Scarlett Johansson and Driver in Marriage Story
If Adam Driver is never less than very good, there's no real emotional arc here. We know Jones will get the job done, and he does, but it doesn’t really change him, not as much--or as tragically--as similar system-fighting efforts would change NYPD plainclothes officer Frank Serpico or chemical technician and union activist Karen Silkwood. Annette Bening also deserves credit for her understated, quasi-unrecognizable work as Senator Feinstein, but as a director, Burns isn't at the level of Pakula, Lumet, Nichols, or even Soderbergh, and that's okay. He would probably be the first to agree, but this is an important story, and I'm glad he's told it.

By contrast, Noah Baumbach's Marriage Story, which opens at the Crest on November 29, shows the actor's range like never before. There's a sequence in which Driver and Scarlett Johansson's soon-to-be-divorced couple let down their guards to say all of the terrible things they've been repressing for years. Driver's Charlie yells so loud and so hard that he finally breaks down in heaving sobs. It doesn't feel like acting, but like Driver is re-living something truly traumatic. No matter how he got there, though: it is acting. What he does in The Report is worlds away, but it's still acting to play someone so diligent without making him dull, pedantic, or too good to be true. As Burns says in the press notes, he's "incapable of being boring."
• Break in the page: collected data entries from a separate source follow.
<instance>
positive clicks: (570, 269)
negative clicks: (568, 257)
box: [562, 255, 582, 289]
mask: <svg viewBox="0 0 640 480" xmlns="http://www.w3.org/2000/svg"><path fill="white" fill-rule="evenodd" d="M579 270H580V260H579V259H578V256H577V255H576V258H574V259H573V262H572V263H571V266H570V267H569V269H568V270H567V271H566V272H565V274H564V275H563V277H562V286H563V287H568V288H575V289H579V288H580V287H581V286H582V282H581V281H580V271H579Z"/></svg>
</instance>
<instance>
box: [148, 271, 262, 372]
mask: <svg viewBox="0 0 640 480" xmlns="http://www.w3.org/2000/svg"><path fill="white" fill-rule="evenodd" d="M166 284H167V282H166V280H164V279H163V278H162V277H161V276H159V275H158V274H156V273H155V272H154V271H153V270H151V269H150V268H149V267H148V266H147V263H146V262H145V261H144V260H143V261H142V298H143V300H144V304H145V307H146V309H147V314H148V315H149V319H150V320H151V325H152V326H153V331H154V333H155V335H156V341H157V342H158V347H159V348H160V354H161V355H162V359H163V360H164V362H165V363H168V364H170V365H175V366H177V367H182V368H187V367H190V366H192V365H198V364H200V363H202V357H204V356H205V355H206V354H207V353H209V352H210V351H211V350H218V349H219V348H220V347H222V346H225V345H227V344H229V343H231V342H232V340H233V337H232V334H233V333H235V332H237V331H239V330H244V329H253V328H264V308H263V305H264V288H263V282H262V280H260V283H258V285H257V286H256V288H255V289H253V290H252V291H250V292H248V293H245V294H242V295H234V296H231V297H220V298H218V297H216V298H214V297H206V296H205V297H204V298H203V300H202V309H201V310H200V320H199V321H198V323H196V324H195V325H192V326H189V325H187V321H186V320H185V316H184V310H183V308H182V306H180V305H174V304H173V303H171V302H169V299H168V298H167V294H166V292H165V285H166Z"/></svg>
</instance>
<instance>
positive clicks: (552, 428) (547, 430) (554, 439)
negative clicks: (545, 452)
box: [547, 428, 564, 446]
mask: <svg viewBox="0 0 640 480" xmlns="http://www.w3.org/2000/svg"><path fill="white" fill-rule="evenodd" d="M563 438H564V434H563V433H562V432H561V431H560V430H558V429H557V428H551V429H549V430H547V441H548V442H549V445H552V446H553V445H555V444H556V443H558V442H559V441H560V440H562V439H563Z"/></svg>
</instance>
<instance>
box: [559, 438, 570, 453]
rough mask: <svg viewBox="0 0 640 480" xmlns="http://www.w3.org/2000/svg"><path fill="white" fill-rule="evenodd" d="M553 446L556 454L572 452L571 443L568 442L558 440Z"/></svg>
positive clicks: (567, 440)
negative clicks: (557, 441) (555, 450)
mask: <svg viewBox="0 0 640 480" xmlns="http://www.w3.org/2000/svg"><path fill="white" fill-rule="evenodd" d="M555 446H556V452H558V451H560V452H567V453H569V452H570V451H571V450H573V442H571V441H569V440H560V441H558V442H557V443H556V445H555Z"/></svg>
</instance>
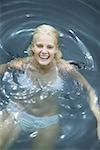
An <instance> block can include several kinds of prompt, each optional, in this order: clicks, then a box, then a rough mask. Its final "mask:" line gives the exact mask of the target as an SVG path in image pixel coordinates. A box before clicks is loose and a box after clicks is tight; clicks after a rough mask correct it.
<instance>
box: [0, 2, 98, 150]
mask: <svg viewBox="0 0 100 150" xmlns="http://www.w3.org/2000/svg"><path fill="white" fill-rule="evenodd" d="M0 3H1V4H0V7H1V8H0V10H1V13H0V63H5V62H7V61H9V60H10V59H12V58H14V57H18V56H25V55H27V47H28V45H29V44H30V42H31V38H32V33H33V32H34V28H35V27H36V26H37V25H39V24H43V23H46V24H50V25H53V26H54V27H56V28H57V30H58V31H59V47H60V49H61V50H62V53H63V55H64V58H65V59H68V60H75V61H77V62H82V63H85V66H86V70H82V71H83V73H84V74H85V75H86V77H87V78H88V80H89V81H90V82H91V84H92V85H93V86H94V88H95V89H96V90H97V93H100V91H99V89H100V88H99V87H100V84H99V83H98V82H97V81H98V79H99V77H100V74H99V72H100V63H99V56H100V43H99V41H100V30H99V28H100V21H99V18H100V2H99V1H87V0H66V1H65V0H55V1H53V0H42V1H41V0H38V1H37V0H3V1H2V0H1V2H0ZM98 95H99V94H98ZM86 107H88V106H87V105H86ZM84 111H85V110H84ZM66 114H67V112H66ZM83 116H85V115H83ZM68 117H69V116H66V115H65V116H63V117H62V118H61V120H62V125H61V126H62V129H61V130H62V132H61V135H60V137H59V139H58V144H57V145H58V148H59V147H61V148H64V149H73V148H74V149H82V148H83V149H87V148H88V149H91V148H92V147H93V149H94V150H97V148H99V147H100V143H98V142H97V139H96V135H95V134H96V133H95V132H94V131H95V130H96V123H95V119H94V118H93V116H92V114H91V113H90V112H88V114H87V116H86V118H81V117H80V116H79V118H78V116H77V117H75V116H74V117H73V116H71V115H70V117H69V118H68ZM91 124H92V125H91ZM89 132H90V134H88V133H89ZM87 141H90V142H88V143H87ZM91 143H92V144H91ZM16 147H17V146H16Z"/></svg>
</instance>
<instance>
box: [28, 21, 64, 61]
mask: <svg viewBox="0 0 100 150" xmlns="http://www.w3.org/2000/svg"><path fill="white" fill-rule="evenodd" d="M42 32H43V33H47V34H49V35H51V34H54V36H55V38H56V44H57V49H58V52H57V53H56V54H55V60H56V61H59V60H60V59H61V57H62V53H61V51H60V49H59V48H58V32H57V30H56V29H55V28H54V27H52V26H50V25H46V24H43V25H40V26H38V27H37V28H36V29H35V31H34V33H33V37H32V42H31V44H30V46H29V47H28V55H29V56H32V55H34V52H33V51H32V47H33V46H34V41H35V38H36V37H37V35H38V34H39V33H42Z"/></svg>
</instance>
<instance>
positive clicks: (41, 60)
mask: <svg viewBox="0 0 100 150" xmlns="http://www.w3.org/2000/svg"><path fill="white" fill-rule="evenodd" d="M38 63H39V64H40V65H42V66H47V65H49V64H50V61H49V60H45V61H44V60H40V61H39V62H38Z"/></svg>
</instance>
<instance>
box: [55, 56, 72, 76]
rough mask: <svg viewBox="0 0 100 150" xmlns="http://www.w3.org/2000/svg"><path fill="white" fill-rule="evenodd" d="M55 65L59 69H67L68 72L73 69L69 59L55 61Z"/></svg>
mask: <svg viewBox="0 0 100 150" xmlns="http://www.w3.org/2000/svg"><path fill="white" fill-rule="evenodd" d="M57 66H58V68H59V70H62V71H67V72H69V73H71V72H73V71H75V67H74V66H73V65H71V64H70V62H69V61H66V60H64V59H60V61H59V62H58V63H57Z"/></svg>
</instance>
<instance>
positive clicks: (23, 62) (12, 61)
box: [0, 58, 25, 74]
mask: <svg viewBox="0 0 100 150" xmlns="http://www.w3.org/2000/svg"><path fill="white" fill-rule="evenodd" d="M24 62H25V60H24V59H23V58H16V59H14V60H11V61H10V62H8V63H6V64H0V74H3V73H4V72H5V71H7V69H22V68H23V65H24Z"/></svg>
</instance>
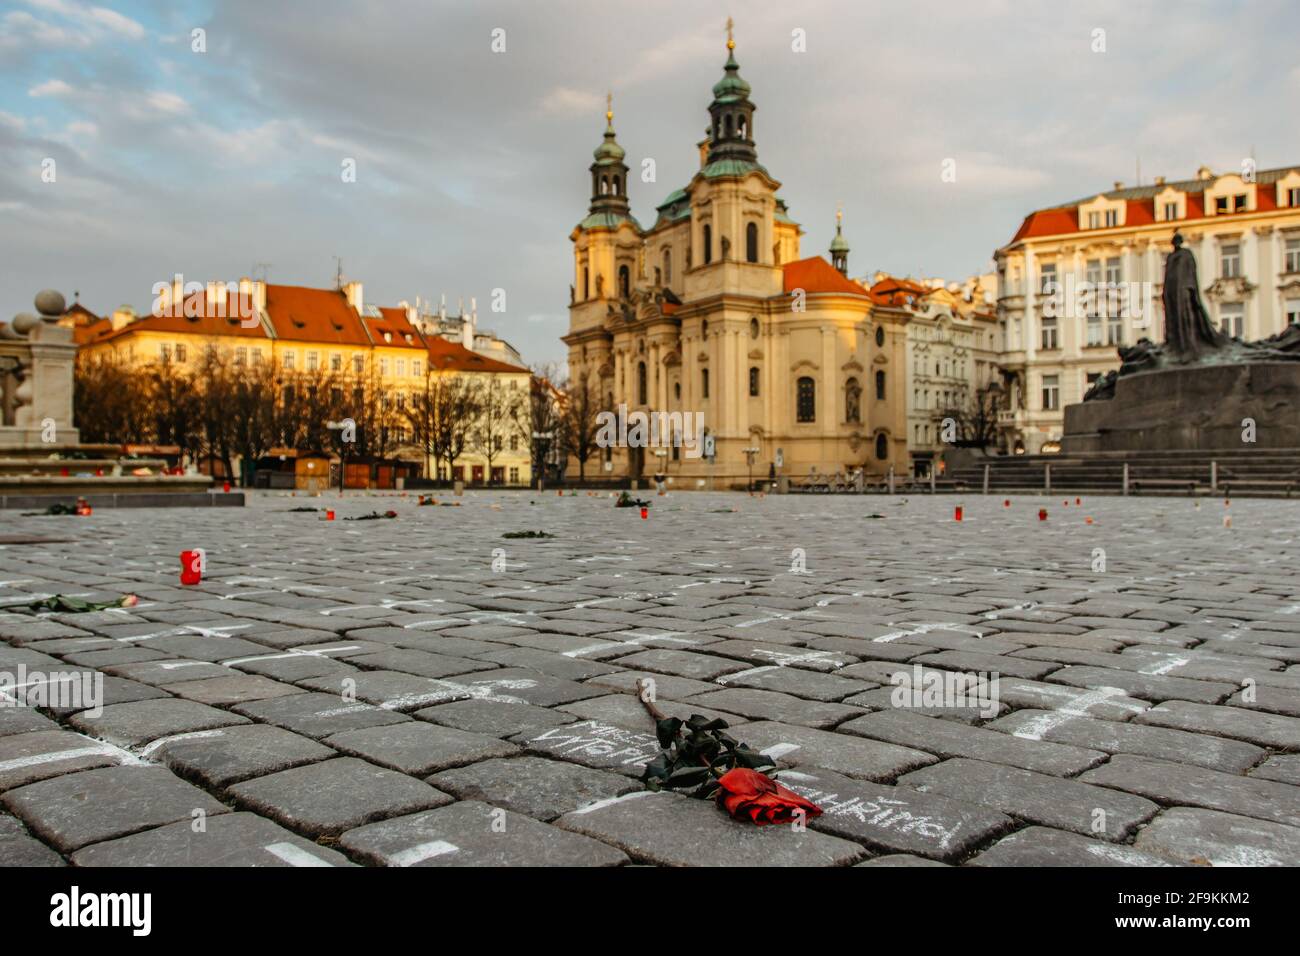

In the end, Jones would produce a still-classified 6,700-page report for the Senate Select Committee on Intelligence. Distilled to 525 pages, his findings were shared with the world, and I'd like to think they made a difference. Jones deserves credit for his dedication, but this country has broken my heart too many times for me to truly believe that the US will never engage in EIT again. It probably has, and it probably will again, but I also hope that men and women like Jones will continue to speak truth to power when they encounter that kind of injustice. It's not so much that torture is un-American, but that it is American--especially when inflicted against bodies of color. It would be nice to live in a country where that is no longer true.



The Report opens at the Varsity on Nov 15. It will be available on Amazon Prime on Nov 29. For extra-credit reading, I recommend this New York Times article, "The Report and the Untold Story of a Senate-CIA Conflict."